Identify and prioritize models subject to redesign

Given that ~67% of existing export models reportedly require EMC structural changes, manufacturers should conduct internal EMC gap assessments — focusing first on units with metal enclosures, high-speed digital interfaces (e.g., USB-C, HDMI), or integrated wireless modules — to triage redesign effort and allocate engineering resources efficiently.

Distinguish between regulatory signal and enforceable requirement

The April 2026 update is a formal standard revision, but enforcement begins only on October 1, 2026. Shipments cleared before that date remain subject to prior SASO 2891:2023 (Class A) rules. Stakeholders should avoid premature redesigns for low-volume SKUs unless aligned with broader product refresh cycles.

Engage early with SASO-recognized local representatives

Lead times for pre-installation testing and report validation are expected to increase as the deadline approaches. Engaging with a SASO-recognized representative now — even for preliminary consultation or sample testing — helps identify documentation readiness gaps and avoids last-minute submission delays.

Editorial Observation / Industry Perspective

From an industry perspective, this update is better understood as a targeted tightening of market access conditions rather than a broad-based policy shift. It reflects SASO’s increasing emphasis on electromagnetic compatibility in immersive technology categories where proximity to users and extended operation durations raise exposure concerns. Analysis来看, the 40% stricter Class B limit signals a move toward harmonization with EU-level EMC expectations — though no explicit alignment with EN 55032 is stated in the public notice. Observation来看, the inclusion of ‘smart campus tech’ as a defined scope suggests SASO is proactively anticipating growth in institutional VR deployments, not just consumer entertainment. Current更值得关注的是 how quickly local representatives scale their Class B testing capacity — and whether SASO introduces transitional provisions for legacy stock already in regional distribution channels.
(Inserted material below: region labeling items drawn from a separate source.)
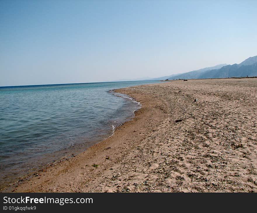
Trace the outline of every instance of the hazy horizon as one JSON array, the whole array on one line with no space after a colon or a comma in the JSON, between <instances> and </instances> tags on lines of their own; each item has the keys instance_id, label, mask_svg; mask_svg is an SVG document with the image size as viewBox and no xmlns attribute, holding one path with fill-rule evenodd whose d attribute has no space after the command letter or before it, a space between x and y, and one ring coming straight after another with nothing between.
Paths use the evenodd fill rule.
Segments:
<instances>
[{"instance_id":1,"label":"hazy horizon","mask_svg":"<svg viewBox=\"0 0 257 213\"><path fill-rule=\"evenodd\" d=\"M257 2L0 1L0 86L150 79L256 55Z\"/></svg>"}]
</instances>

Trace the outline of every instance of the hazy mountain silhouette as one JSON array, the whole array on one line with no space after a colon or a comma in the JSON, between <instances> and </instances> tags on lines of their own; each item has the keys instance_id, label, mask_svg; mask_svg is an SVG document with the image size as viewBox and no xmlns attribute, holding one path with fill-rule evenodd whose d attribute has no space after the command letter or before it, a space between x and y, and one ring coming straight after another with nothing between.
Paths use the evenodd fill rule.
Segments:
<instances>
[{"instance_id":1,"label":"hazy mountain silhouette","mask_svg":"<svg viewBox=\"0 0 257 213\"><path fill-rule=\"evenodd\" d=\"M250 57L239 64L219 64L185 73L164 76L151 80L220 78L247 76L249 77L257 76L257 56Z\"/></svg>"},{"instance_id":2,"label":"hazy mountain silhouette","mask_svg":"<svg viewBox=\"0 0 257 213\"><path fill-rule=\"evenodd\" d=\"M249 77L257 76L257 56L250 57L239 64L227 65L220 69L207 71L197 78L220 78L247 76Z\"/></svg>"},{"instance_id":3,"label":"hazy mountain silhouette","mask_svg":"<svg viewBox=\"0 0 257 213\"><path fill-rule=\"evenodd\" d=\"M185 73L181 74L176 74L174 75L172 75L170 76L163 76L159 78L152 78L151 80L165 80L166 79L190 79L197 78L197 76L200 76L204 72L211 69L218 69L224 66L227 65L226 64L218 64L214 67L206 67L202 69L198 69L197 70L193 70L193 71L186 72Z\"/></svg>"}]
</instances>

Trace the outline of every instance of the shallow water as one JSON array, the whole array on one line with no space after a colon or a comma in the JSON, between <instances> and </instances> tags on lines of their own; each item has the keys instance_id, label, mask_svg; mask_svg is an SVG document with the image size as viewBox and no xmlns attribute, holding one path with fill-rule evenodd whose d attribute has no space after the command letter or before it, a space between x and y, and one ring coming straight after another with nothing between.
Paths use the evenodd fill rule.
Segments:
<instances>
[{"instance_id":1,"label":"shallow water","mask_svg":"<svg viewBox=\"0 0 257 213\"><path fill-rule=\"evenodd\" d=\"M84 150L133 117L139 103L110 90L157 83L0 87L0 187Z\"/></svg>"}]
</instances>

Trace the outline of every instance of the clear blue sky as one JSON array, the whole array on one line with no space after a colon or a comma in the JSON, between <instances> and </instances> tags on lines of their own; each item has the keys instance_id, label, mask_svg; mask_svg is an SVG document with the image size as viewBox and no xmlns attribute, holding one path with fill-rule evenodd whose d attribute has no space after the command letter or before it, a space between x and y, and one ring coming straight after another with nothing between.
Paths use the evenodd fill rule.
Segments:
<instances>
[{"instance_id":1,"label":"clear blue sky","mask_svg":"<svg viewBox=\"0 0 257 213\"><path fill-rule=\"evenodd\" d=\"M257 55L257 1L0 0L0 86L154 77Z\"/></svg>"}]
</instances>

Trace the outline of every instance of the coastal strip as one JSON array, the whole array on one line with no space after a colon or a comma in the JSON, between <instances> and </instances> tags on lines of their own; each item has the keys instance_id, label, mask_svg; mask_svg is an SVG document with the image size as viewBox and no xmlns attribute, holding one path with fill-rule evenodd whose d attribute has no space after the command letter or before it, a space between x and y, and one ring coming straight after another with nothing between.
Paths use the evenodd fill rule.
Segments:
<instances>
[{"instance_id":1,"label":"coastal strip","mask_svg":"<svg viewBox=\"0 0 257 213\"><path fill-rule=\"evenodd\" d=\"M132 120L2 191L257 192L257 78L115 91L142 104Z\"/></svg>"}]
</instances>

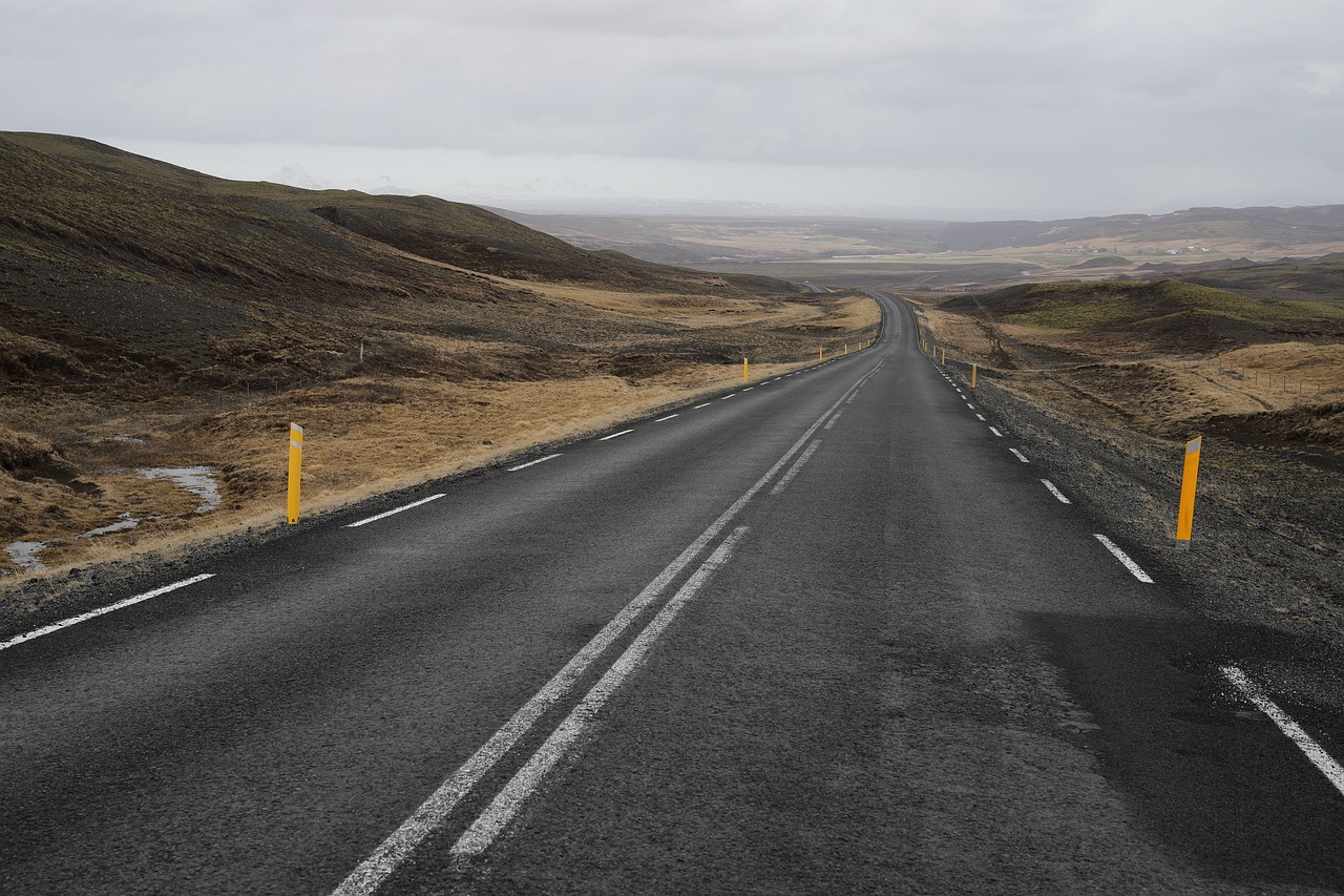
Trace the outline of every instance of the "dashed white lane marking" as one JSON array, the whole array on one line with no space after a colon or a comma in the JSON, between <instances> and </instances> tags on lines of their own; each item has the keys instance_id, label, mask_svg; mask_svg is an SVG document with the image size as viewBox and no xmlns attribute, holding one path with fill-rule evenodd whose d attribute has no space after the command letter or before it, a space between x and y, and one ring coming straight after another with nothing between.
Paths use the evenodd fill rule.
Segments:
<instances>
[{"instance_id":1,"label":"dashed white lane marking","mask_svg":"<svg viewBox=\"0 0 1344 896\"><path fill-rule=\"evenodd\" d=\"M882 365L878 365L879 367ZM876 367L874 369L876 371ZM866 377L859 379L857 383L851 386L851 389L857 389L862 386L874 371L870 371ZM438 830L453 814L453 810L460 802L481 782L481 779L495 767L495 764L519 741L523 735L526 735L532 724L536 722L556 701L559 701L574 683L587 671L589 666L602 655L602 652L612 644L613 640L621 636L634 619L644 612L644 609L657 600L667 587L681 574L681 570L691 564L692 560L700 556L700 552L719 535L719 533L737 517L743 507L750 503L758 491L765 488L766 483L774 479L775 474L784 470L784 465L793 459L798 451L802 449L808 440L821 428L823 421L835 413L836 408L844 401L845 396L840 396L833 405L831 405L816 421L808 426L808 431L798 436L798 440L784 452L784 456L774 463L770 470L765 472L763 476L755 480L755 483L747 488L731 507L724 510L718 519L715 519L708 529L700 533L700 537L694 542L687 545L676 560L667 565L667 568L659 573L659 576L644 587L634 600L625 605L625 608L618 612L612 622L609 622L602 631L593 636L593 639L585 644L579 652L577 652L570 662L564 665L560 671L542 686L542 690L536 692L531 700L528 700L523 706L519 708L513 717L504 722L499 731L491 735L472 756L462 763L461 768L448 776L442 784L438 786L429 798L421 803L421 806L402 822L401 827L394 830L387 835L382 844L370 854L368 858L362 861L349 876L341 881L332 896L370 896L376 892L378 888L387 880L388 876L395 872L402 862L405 862L415 848L425 841L426 837ZM708 404L708 402L706 402ZM703 406L703 405L702 405Z\"/></svg>"},{"instance_id":2,"label":"dashed white lane marking","mask_svg":"<svg viewBox=\"0 0 1344 896\"><path fill-rule=\"evenodd\" d=\"M1152 576L1145 573L1142 566L1130 560L1129 554L1126 554L1124 550L1120 549L1120 545L1113 542L1106 535L1102 535L1101 533L1095 533L1093 537L1097 541L1099 541L1106 548L1106 550L1116 554L1116 560L1125 564L1125 569L1128 569L1134 576L1134 578L1142 583L1148 583L1149 585L1153 584Z\"/></svg>"},{"instance_id":3,"label":"dashed white lane marking","mask_svg":"<svg viewBox=\"0 0 1344 896\"><path fill-rule=\"evenodd\" d=\"M1278 705L1269 698L1261 686L1253 682L1246 673L1243 673L1236 666L1223 666L1223 677L1232 682L1236 690L1242 692L1246 700L1255 705L1255 709L1261 710L1270 717L1278 729L1288 736L1290 741L1297 744L1297 748L1302 751L1306 759L1310 760L1316 770L1325 775L1325 780L1335 784L1335 790L1344 794L1344 768L1340 767L1335 757L1325 752L1325 749L1317 744L1310 735L1302 731L1302 726L1293 721L1293 717L1285 713Z\"/></svg>"},{"instance_id":4,"label":"dashed white lane marking","mask_svg":"<svg viewBox=\"0 0 1344 896\"><path fill-rule=\"evenodd\" d=\"M714 573L728 562L732 549L746 531L746 526L732 530L732 534L719 545L718 550L710 554L710 558L681 585L676 595L672 596L672 600L644 627L644 631L625 648L625 652L621 654L606 674L593 685L593 690L587 693L569 717L546 739L546 743L527 760L527 764L513 775L513 779L504 786L504 790L495 796L485 811L466 829L466 833L453 844L453 849L450 850L453 856L461 858L480 856L495 842L495 838L513 819L513 815L517 814L523 803L527 802L527 798L542 783L546 774L569 752L574 741L593 724L602 705L644 661L649 648L653 647L659 636L672 624L677 613L681 612L681 607L704 588Z\"/></svg>"},{"instance_id":5,"label":"dashed white lane marking","mask_svg":"<svg viewBox=\"0 0 1344 896\"><path fill-rule=\"evenodd\" d=\"M559 455L551 455L551 457L559 457ZM543 460L550 460L550 457L543 457ZM540 463L540 461L534 460L532 463ZM528 464L523 464L523 465L526 467ZM383 513L375 514L375 515L372 515L372 517L370 517L367 519L360 519L359 522L353 522L353 523L345 523L345 529L358 529L360 526L367 526L371 522L378 522L379 519L387 519L388 517L399 514L403 510L410 510L411 507L419 507L421 505L427 505L431 500L438 500L439 498L444 496L444 494L445 492L438 492L437 495L430 495L429 498L421 498L419 500L413 500L409 505L402 505L401 507L394 507L392 510L384 510Z\"/></svg>"},{"instance_id":6,"label":"dashed white lane marking","mask_svg":"<svg viewBox=\"0 0 1344 896\"><path fill-rule=\"evenodd\" d=\"M1074 502L1068 500L1067 498L1064 498L1064 492L1059 491L1059 488L1055 487L1055 483L1050 482L1048 479L1042 479L1040 484L1044 486L1046 488L1048 488L1050 494L1052 494L1055 498L1059 498L1059 503L1062 503L1062 505L1071 505L1071 503L1074 503Z\"/></svg>"},{"instance_id":7,"label":"dashed white lane marking","mask_svg":"<svg viewBox=\"0 0 1344 896\"><path fill-rule=\"evenodd\" d=\"M536 464L544 464L547 460L555 460L559 455L546 455L544 457L538 457L536 460L528 460L526 464L519 464L517 467L509 467L509 472L517 472L519 470L527 470L528 467L535 467Z\"/></svg>"},{"instance_id":8,"label":"dashed white lane marking","mask_svg":"<svg viewBox=\"0 0 1344 896\"><path fill-rule=\"evenodd\" d=\"M839 417L839 414L836 416ZM798 475L800 470L802 470L802 464L808 463L808 459L812 457L812 455L816 453L817 448L820 447L821 447L821 440L820 439L813 440L813 443L808 445L808 449L804 451L802 455L793 461L793 465L789 467L789 472L780 476L780 482L774 483L774 488L770 490L770 494L778 495L781 491L788 488L789 483L793 482L793 478Z\"/></svg>"},{"instance_id":9,"label":"dashed white lane marking","mask_svg":"<svg viewBox=\"0 0 1344 896\"><path fill-rule=\"evenodd\" d=\"M110 613L116 609L130 607L132 604L138 604L141 601L149 600L151 597L167 595L169 591L177 591L179 588L185 588L187 585L195 585L198 581L206 581L207 578L211 578L214 574L215 573L202 573L199 576L192 576L191 578L183 578L181 581L175 581L171 585L164 585L163 588L155 588L153 591L146 591L142 595L136 595L134 597L126 597L125 600L118 600L114 604L108 604L106 607L99 607L98 609L90 609L86 613L71 616L70 619L62 619L58 623L51 623L50 626L43 626L42 628L34 628L27 634L15 635L9 640L0 643L0 650L7 650L9 647L13 647L15 644L22 644L27 640L32 640L34 638L42 638L43 635L50 635L51 632L60 631L62 628L70 628L70 626L75 626L87 619L93 619L94 616L102 616L103 613Z\"/></svg>"}]
</instances>

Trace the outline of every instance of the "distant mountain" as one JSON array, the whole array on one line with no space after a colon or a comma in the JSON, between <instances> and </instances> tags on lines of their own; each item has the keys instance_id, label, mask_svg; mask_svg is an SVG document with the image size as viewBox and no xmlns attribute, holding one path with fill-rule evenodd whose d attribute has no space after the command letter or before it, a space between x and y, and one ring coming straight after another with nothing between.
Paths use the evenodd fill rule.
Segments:
<instances>
[{"instance_id":1,"label":"distant mountain","mask_svg":"<svg viewBox=\"0 0 1344 896\"><path fill-rule=\"evenodd\" d=\"M300 190L336 190L336 184L310 174L302 165L285 165L271 176L266 178L265 182L278 183L286 187L298 187Z\"/></svg>"},{"instance_id":2,"label":"distant mountain","mask_svg":"<svg viewBox=\"0 0 1344 896\"><path fill-rule=\"evenodd\" d=\"M1164 215L953 222L943 225L935 238L942 249L950 252L1125 239L1181 245L1210 239L1254 239L1289 248L1344 242L1344 206L1210 207Z\"/></svg>"},{"instance_id":3,"label":"distant mountain","mask_svg":"<svg viewBox=\"0 0 1344 896\"><path fill-rule=\"evenodd\" d=\"M288 176L321 183L297 165ZM149 396L290 381L329 374L370 334L574 354L612 318L540 301L526 285L538 283L792 293L586 252L431 196L223 180L91 140L0 132L7 389L121 382Z\"/></svg>"}]
</instances>

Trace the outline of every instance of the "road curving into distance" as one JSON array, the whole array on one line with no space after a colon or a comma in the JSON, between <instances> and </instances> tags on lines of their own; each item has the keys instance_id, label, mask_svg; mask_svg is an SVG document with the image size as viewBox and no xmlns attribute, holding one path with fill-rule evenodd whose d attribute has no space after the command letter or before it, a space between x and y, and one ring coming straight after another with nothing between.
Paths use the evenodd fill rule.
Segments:
<instances>
[{"instance_id":1,"label":"road curving into distance","mask_svg":"<svg viewBox=\"0 0 1344 896\"><path fill-rule=\"evenodd\" d=\"M0 891L1344 888L1292 646L875 297L867 351L5 642Z\"/></svg>"}]
</instances>

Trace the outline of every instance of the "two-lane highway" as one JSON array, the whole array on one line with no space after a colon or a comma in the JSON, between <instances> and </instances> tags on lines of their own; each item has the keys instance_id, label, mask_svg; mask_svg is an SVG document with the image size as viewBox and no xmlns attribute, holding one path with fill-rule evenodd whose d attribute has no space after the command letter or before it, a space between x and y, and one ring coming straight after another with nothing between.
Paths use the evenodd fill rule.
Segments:
<instances>
[{"instance_id":1,"label":"two-lane highway","mask_svg":"<svg viewBox=\"0 0 1344 896\"><path fill-rule=\"evenodd\" d=\"M880 301L872 350L0 648L0 889L1344 885L1251 639Z\"/></svg>"}]
</instances>

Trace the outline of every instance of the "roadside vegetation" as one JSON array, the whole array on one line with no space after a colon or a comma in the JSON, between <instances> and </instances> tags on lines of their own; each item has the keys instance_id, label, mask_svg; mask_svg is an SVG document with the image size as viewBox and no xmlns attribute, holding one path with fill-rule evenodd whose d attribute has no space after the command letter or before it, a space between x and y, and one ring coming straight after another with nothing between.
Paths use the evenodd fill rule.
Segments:
<instances>
[{"instance_id":1,"label":"roadside vegetation","mask_svg":"<svg viewBox=\"0 0 1344 896\"><path fill-rule=\"evenodd\" d=\"M1297 284L1337 276L1297 264ZM977 402L1030 440L1077 503L1161 556L1215 618L1344 640L1344 301L1180 281L910 295ZM1266 289L1265 283L1279 285ZM962 374L964 378L965 373ZM1195 539L1175 550L1184 443L1203 437Z\"/></svg>"},{"instance_id":2,"label":"roadside vegetation","mask_svg":"<svg viewBox=\"0 0 1344 896\"><path fill-rule=\"evenodd\" d=\"M274 527L290 421L310 515L878 322L864 296L585 252L472 206L0 135L0 548L38 545L0 573ZM219 491L204 511L152 472L194 467Z\"/></svg>"}]
</instances>

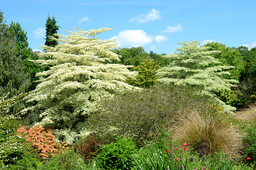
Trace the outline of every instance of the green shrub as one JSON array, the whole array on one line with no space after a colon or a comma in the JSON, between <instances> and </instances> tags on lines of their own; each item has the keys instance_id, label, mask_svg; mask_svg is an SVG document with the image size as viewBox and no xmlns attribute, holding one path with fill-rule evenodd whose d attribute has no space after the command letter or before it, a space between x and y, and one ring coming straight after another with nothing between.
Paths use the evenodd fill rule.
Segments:
<instances>
[{"instance_id":1,"label":"green shrub","mask_svg":"<svg viewBox=\"0 0 256 170\"><path fill-rule=\"evenodd\" d=\"M100 137L97 133L91 133L85 138L76 141L73 147L77 153L81 154L87 162L96 157L100 149Z\"/></svg>"},{"instance_id":2,"label":"green shrub","mask_svg":"<svg viewBox=\"0 0 256 170\"><path fill-rule=\"evenodd\" d=\"M256 166L256 123L246 120L242 128L245 133L241 150L242 159L245 163Z\"/></svg>"},{"instance_id":3,"label":"green shrub","mask_svg":"<svg viewBox=\"0 0 256 170\"><path fill-rule=\"evenodd\" d=\"M226 104L235 108L241 108L246 104L245 98L240 90L223 90L216 95Z\"/></svg>"},{"instance_id":4,"label":"green shrub","mask_svg":"<svg viewBox=\"0 0 256 170\"><path fill-rule=\"evenodd\" d=\"M180 113L191 108L203 112L210 108L207 98L194 95L194 90L169 85L117 94L99 103L87 125L98 132L125 135L142 144L174 124Z\"/></svg>"},{"instance_id":5,"label":"green shrub","mask_svg":"<svg viewBox=\"0 0 256 170\"><path fill-rule=\"evenodd\" d=\"M15 164L9 164L6 166L6 169L37 169L38 166L43 164L41 162L41 159L36 154L33 154L33 149L26 151L18 161L15 162Z\"/></svg>"},{"instance_id":6,"label":"green shrub","mask_svg":"<svg viewBox=\"0 0 256 170\"><path fill-rule=\"evenodd\" d=\"M223 151L235 158L242 147L242 136L220 114L212 112L202 114L194 110L184 113L174 126L174 139L186 142L201 155Z\"/></svg>"},{"instance_id":7,"label":"green shrub","mask_svg":"<svg viewBox=\"0 0 256 170\"><path fill-rule=\"evenodd\" d=\"M182 146L182 145L181 145ZM250 167L242 164L235 164L228 159L227 154L215 153L213 155L198 157L186 149L186 146L181 148L177 145L164 149L159 145L150 144L134 155L134 170L249 170Z\"/></svg>"},{"instance_id":8,"label":"green shrub","mask_svg":"<svg viewBox=\"0 0 256 170\"><path fill-rule=\"evenodd\" d=\"M82 158L73 150L63 151L47 160L38 170L78 170L83 164Z\"/></svg>"},{"instance_id":9,"label":"green shrub","mask_svg":"<svg viewBox=\"0 0 256 170\"><path fill-rule=\"evenodd\" d=\"M97 159L103 169L131 169L135 152L131 138L119 138L115 143L103 146Z\"/></svg>"}]
</instances>

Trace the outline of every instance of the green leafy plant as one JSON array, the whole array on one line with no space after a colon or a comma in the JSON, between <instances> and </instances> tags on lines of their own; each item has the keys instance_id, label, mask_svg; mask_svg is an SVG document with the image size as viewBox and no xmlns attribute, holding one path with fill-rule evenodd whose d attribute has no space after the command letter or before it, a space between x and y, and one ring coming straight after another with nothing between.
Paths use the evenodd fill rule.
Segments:
<instances>
[{"instance_id":1,"label":"green leafy plant","mask_svg":"<svg viewBox=\"0 0 256 170\"><path fill-rule=\"evenodd\" d=\"M79 170L84 164L82 158L74 151L63 150L48 159L37 170Z\"/></svg>"},{"instance_id":2,"label":"green leafy plant","mask_svg":"<svg viewBox=\"0 0 256 170\"><path fill-rule=\"evenodd\" d=\"M26 142L16 131L20 126L19 115L12 115L11 108L24 94L6 99L9 94L0 97L0 162L6 165L14 164L21 159L26 150Z\"/></svg>"},{"instance_id":3,"label":"green leafy plant","mask_svg":"<svg viewBox=\"0 0 256 170\"><path fill-rule=\"evenodd\" d=\"M96 157L97 151L100 149L100 137L97 133L91 133L85 138L76 141L73 147L77 153L80 154L84 160L87 162Z\"/></svg>"},{"instance_id":4,"label":"green leafy plant","mask_svg":"<svg viewBox=\"0 0 256 170\"><path fill-rule=\"evenodd\" d=\"M236 157L242 147L242 136L232 123L225 121L220 115L193 110L180 115L179 121L174 125L174 139L186 141L193 151L202 155L223 151L230 157Z\"/></svg>"},{"instance_id":5,"label":"green leafy plant","mask_svg":"<svg viewBox=\"0 0 256 170\"><path fill-rule=\"evenodd\" d=\"M97 159L103 169L131 169L135 152L131 138L119 138L115 143L103 146Z\"/></svg>"},{"instance_id":6,"label":"green leafy plant","mask_svg":"<svg viewBox=\"0 0 256 170\"><path fill-rule=\"evenodd\" d=\"M117 94L99 103L87 125L92 130L125 134L143 145L161 129L173 125L179 113L210 108L207 98L193 94L195 91L193 87L169 85Z\"/></svg>"},{"instance_id":7,"label":"green leafy plant","mask_svg":"<svg viewBox=\"0 0 256 170\"><path fill-rule=\"evenodd\" d=\"M26 142L38 150L43 159L46 159L55 154L59 149L68 149L68 143L58 143L54 140L55 136L51 133L50 128L22 126L17 130L16 133L23 135Z\"/></svg>"},{"instance_id":8,"label":"green leafy plant","mask_svg":"<svg viewBox=\"0 0 256 170\"><path fill-rule=\"evenodd\" d=\"M232 84L238 83L237 80L225 77L230 74L227 70L235 67L221 65L221 62L213 57L220 52L209 51L210 47L199 46L198 41L178 44L182 45L181 48L177 49L178 52L165 56L174 60L169 65L157 70L159 81L176 86L201 87L201 91L198 91L198 94L209 96L211 103L223 106L228 113L233 113L236 108L218 98L215 93L229 89L233 86Z\"/></svg>"}]
</instances>

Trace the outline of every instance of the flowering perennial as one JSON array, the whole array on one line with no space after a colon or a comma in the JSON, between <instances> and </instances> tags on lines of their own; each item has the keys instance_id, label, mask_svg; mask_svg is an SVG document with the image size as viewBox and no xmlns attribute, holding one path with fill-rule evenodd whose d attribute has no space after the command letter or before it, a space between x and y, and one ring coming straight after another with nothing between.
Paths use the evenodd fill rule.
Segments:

This update underscores that regulatory compliance for immersive tech in emerging markets is shifting from basic safety certification toward nuanced performance-based requirements. It is not yet a de facto barrier to entry, but it does mark a clear inflection point: successful market access now depends less on documentation alone and more on embedded EMC-aware hardware design.

Information Source: Saudi Standards, Metrology and Quality Organization (SASO); official revision notice for SASO 2891:2026 dated April 15, 2026. Note: Enforcement timeline (October 1, 2026), scope definition, and reported impact on 67% of export models are confirmed per publicly available SASO documentation and verified manufacturer statements. Details regarding accredited local representatives and report templates remain pending official publication and are under ongoing observation.